Еще более колеблюсь я решить, насколько, сделавшись взрослым, я избежал половых банальностей, и в каком смысле. К этому времени разговоры с товарищами уже не дают таких надежных опорных пунктов. Среди зрелых людей одни скрытники, другие хвастуны; откровенности детства и отрочества больше не встречаешь. Трудно бывает если не познакомиться, то во всяком случае сравнить себя с другим.
Для сохранения правдоподобия замечу, что сколько-нибудь характерными моими особенностями я считаю только следующие: [3]3
Здесь в особенности, а также и в дальнейшем, настоящее время изъявительного наклонения употребляется исключительно для удобства изложения. Чтобы быть исторически точным, о большинстве из указанных черт следовало бы говорить в прошедшем времени.
[Закрыть]я чувствую к женщинам большое влечение, и число женщин, которое мне правится, очень велико. Мысль о выборе приходит ко мне лишь впоследствии. И выбор этот имеет отрицательную форму. Я не выбираю, а исключаю. Мой инстинкт действует по способу приемочных комиссий во время рекрутского набора, цель которых, как известно, состоит не в том, чтобы выделить самого сильного и крепкого человека во Франции, но чтобы отобрать всех тех рекрутов, которые не являются явно непригодными. Если бы позволяли нравы, я завел бы себе несколько жен без малейшего смущения. Говорят, что к этому склонны все южане и моногамия естественна лишь у северных народов. Но чтобы судить о том, что людям действительно хочется делать, крайне неразумно основываться на том, что они делают.

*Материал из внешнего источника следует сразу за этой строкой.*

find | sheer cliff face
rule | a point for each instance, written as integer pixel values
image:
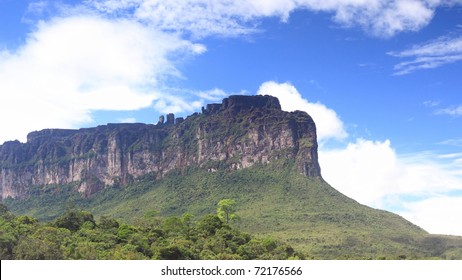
(240, 132)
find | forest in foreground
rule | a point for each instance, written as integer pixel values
(77, 235)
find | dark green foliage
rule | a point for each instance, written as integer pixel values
(171, 239)
(74, 219)
(273, 201)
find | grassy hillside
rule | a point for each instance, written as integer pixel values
(271, 200)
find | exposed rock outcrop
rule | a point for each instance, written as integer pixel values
(238, 133)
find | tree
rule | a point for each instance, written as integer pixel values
(74, 219)
(226, 209)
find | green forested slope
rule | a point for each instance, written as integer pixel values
(272, 200)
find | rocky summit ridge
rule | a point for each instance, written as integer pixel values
(239, 132)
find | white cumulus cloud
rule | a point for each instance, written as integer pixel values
(71, 66)
(418, 186)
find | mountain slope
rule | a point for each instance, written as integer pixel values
(245, 148)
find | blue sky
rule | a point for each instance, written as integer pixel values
(380, 78)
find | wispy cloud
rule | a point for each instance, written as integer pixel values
(452, 142)
(452, 111)
(382, 18)
(436, 53)
(431, 103)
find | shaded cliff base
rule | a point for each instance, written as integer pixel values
(272, 200)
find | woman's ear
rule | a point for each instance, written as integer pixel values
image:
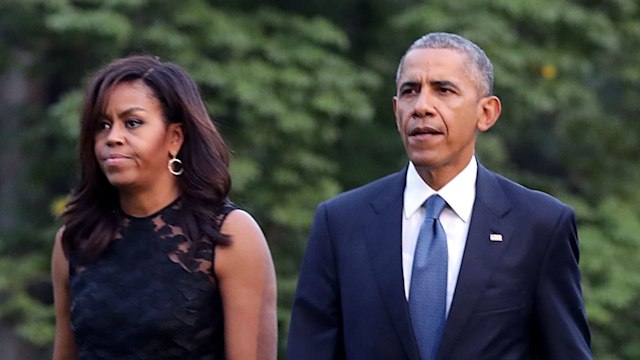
(489, 110)
(175, 138)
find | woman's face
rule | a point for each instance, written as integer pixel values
(133, 141)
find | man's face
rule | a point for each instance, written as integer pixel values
(438, 110)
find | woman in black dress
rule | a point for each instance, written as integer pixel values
(153, 260)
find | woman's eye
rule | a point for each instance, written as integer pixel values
(103, 125)
(133, 123)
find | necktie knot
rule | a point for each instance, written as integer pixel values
(434, 206)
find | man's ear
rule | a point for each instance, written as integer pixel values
(394, 101)
(176, 138)
(489, 110)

Могу ли я сказать, что в моей жизни, по крайней мере в известный ее период, я обладал многими женщинами? Это было бы недопустимым хвастовством. В этом отношении я проявлял всегда большую умеренность. Не потому ли, что я был чувственным главным образом в воображении? Нет, наоборот. С этой стороны у меня были также вполне реалистические стремления. Воображение никогда не удовлетворяло меня. Скорее, оно бы меня раздражало. Моя умеренность, как мне кажется, являлась прежде всего следствием нетребовательности моих вкусов. Инстинкт утрачивает свою остроту, когда случаи утолить его встречаются на каждом шагу. Стакан вина кажется не столь ценным в Провансе, как во Фландрии, и если почтальону не хочется пить, он откажется от него без сожаления.